Jordan: Do you want to know what I did while I was waiting to record today’s episode? I scrolled frantically through Twitter for whatever news was happening at the moment. And you want to know what I did after we made the episode and we were done for the day and I was relaxing on my porch with a beer? I did the exact same thing. To keep this question theme going, do I know that that’s not a great way to live? Oh yes, I sure do. Do I have a choice? I mean, this is my job after all. Find the big stories. But it’s the answer to that question, do I have a choice? That defines today’s episode. And it’s the feeling that we can’t afford to miss anything because so much of what’s happening now feels immediate and critical that gives a lot of us an excuse to avoid confronting our addiction. Our addiction to news and to social media and just to staring wide-eyed at the latest disaster. But I asked if I had a choice. What if there was a better way to take in the news? I’m Jordan Heath Rawlings, this is The Big Story. Peter Laufer is a chair professor in journalism at the University of Oregon. An odd person perhaps to go on a news detox, but he’s also written a book on slow news. So maybe not that odd. Hello Peter.

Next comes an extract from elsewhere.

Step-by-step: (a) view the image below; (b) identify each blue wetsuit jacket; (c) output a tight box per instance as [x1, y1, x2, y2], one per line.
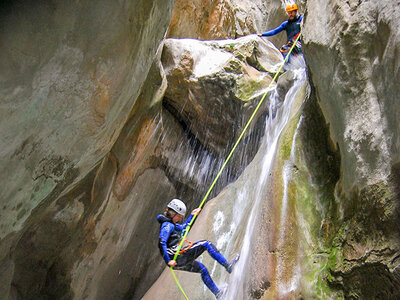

Peter: Good day, Jordan. It’s great to talk with you.
Jordan: Well, thank you for, for making the time. And I guess, just to level set before we get too far into what you did and why you did it and et cetera, et cetera. Tell me a little bit about how you would consume news normally. A lot, a little, where do you get it? Et cetera, et cetera.
Peter: Just compulsively and frantically. And it shows up at the front door on the driveway with the New York Times delivered in the middle of the night, along with the local Eugene Register-Guard. And I would sit at the kitchen counter with the two of them open and too much coffee. And then the laptop flipped up and because I’d be talking to you, I’d probably be looking at the Globe and Mail to see what’s going on in your neighborhood. Maybe listening to some CBC.
But the usual routine is to look at the Guardian and check out what’s happening from their perspective. And then just maniacally picking out stories that are intriguing to me, or I think are important and going to local news sources for them, and then turning on the radio and listening to Oregon Public Broadcasting.
And when I get into car, turning on something ghastly, like Rush Limbaugh, just to see what’s going on over there, wherever that place is. And probably checking Fox News if I’m really feeling self-defeated, devastating, and want to get even more depressed and I could go on and on and on, but that’s the usual routine prior to the blissful state I’m in now, Jordan.
Jordan: What did you find that the daily news cycle and your consumption of it was doing to you?
Peter: It was making it so that I was not taking a deep breath like that, and it was depressing me and it was overwhelming me. Please don’t, you or your audience, get the idea that I’m promoting ignorance here or not keeping track of what’s going on on a daily basis.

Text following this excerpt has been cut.